Vinte anos com uma nova protagonista por temporada: Rote Rosen chega ao ARD Plus

A mais longa telenovela diária alemã abre o seu arquivo no ARD Plus a partir de 24 de setembro
Cassian Vale

A televisão alemã passou décadas à procura de uma fórmula para sustentar um drama diário sem desgastar as suas personagens. Rote Rosen encontrou a resposta cedo: o mundo fica, a heroína muda. O luxuoso Hotel Drei Könige fica. O jardim Albers fica. Lüneburg — as suas fachadas de tijolo vermelho, a sua histórica frente ribeirinha no Ilmenau — fica. Mas no início de cada nova temporada, uma mulher diferente ocupa o centro, confrontando uma versão diferente da mesma crise essencial: uma vida que é preciso reconstruir do zero.

Essa lógica estrutural manteve Rote Rosen na grelha diária da ARD durante duas décadas. A série estreou no Das Erste — produzida pela Studio Hamburg Serienwerft, encomendada pelo Norddeutscher Rundfunk — e desde então acumulou mais de três mil episódios ao longo de mais de duas dúzias de temporadas. Em 2026, a assinalar o seu vigésimo aniversário, ainda está em produção diária e já tem luz verde até 2028.

Aerial view of Lueneburg showing red-brick rooftops and green treetops
Lueneburg from above, the city where Rote Rosen is filmed. Photo: DerHexer / Wikimedia Commons (CC BY-SA 3.0)
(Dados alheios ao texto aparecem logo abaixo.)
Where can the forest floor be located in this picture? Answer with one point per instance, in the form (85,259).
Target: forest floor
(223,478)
A primeira temporada estabelece o modelo com precisão. Petra, interpretada por Angela Roy, entra na história com o que parece uma vida estável: um bom casamento, uma casa, filhas adultas. Thomas — Gerry Hungbauer — destrói tudo com uma traição. A partir dessa rotura, a série constrói o seu argumento: que uma mulher a meio da sua vida, a recomeçar numa cidade que não é inteiramente a sua, é o material mais rico para um drama diário. Lüneburg funciona menos como cenário do que como cúmplice. A sua histórica Altstadt e a frente ribeirinha do Ilmenau conferem à série a sua assinatura visual, enquanto o microcosmos fictício — Hotel Drei Könige, Restaurante Carlas, o edifício Rosenhaus, o jardim Albers — dá arquitectura às tramas. Kim-Sarah Brandts e Anna Lena Class interpretam as filhas Jule e Tanja; Joachim Raaf entra em cena como Nick, o interesse romântico de Petra.
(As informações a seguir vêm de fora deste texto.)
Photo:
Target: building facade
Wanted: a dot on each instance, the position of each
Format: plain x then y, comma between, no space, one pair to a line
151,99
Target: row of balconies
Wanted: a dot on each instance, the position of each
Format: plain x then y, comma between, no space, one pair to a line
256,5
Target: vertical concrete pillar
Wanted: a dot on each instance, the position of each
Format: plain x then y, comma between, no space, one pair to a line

Segundo o estúdio, Rote Rosen figura entre as séries mais vistas em streaming na Alemanha — a par de Sturm der Liebe — um dado que fala menos da proximidade da série com a televisão de prestígio do que da sua fiabilidade como infraestrutura emocional. ARD Plus, o serviço de streaming premium do canal público, dá agora a esse arquivo uma casa estruturada. A primeira temporada chega a 24 de setembro; depois, uma temporada adicional por mês até à décima.

ARD Plus — 4,99 euros por mês com IVA incluído — está disponível via browser, aplicações móveis, Magenta TV, Amazon Prime Video, Apple TV e como canal do YouTube Primetime.
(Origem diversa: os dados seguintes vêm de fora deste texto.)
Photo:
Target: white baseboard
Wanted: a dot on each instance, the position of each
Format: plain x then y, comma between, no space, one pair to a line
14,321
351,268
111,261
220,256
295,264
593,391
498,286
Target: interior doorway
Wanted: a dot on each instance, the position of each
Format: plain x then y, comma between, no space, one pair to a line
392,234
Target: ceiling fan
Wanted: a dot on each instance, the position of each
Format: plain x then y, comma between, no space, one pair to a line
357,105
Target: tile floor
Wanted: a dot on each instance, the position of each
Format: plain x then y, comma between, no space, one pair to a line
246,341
Para quem conheceu Rote Rosen através de clips ou por segunda mão, é a primeira vez que o arquivo está organizado de forma a ser fácil acompanhar a série desde o início. Se a sua particular mistura de turbulências domésticas e paisagens do norte da Alemanha viaja tão bem quanto os seus números de streaming sugerem é a questão à qual a primeira temporada começará a dar resposta.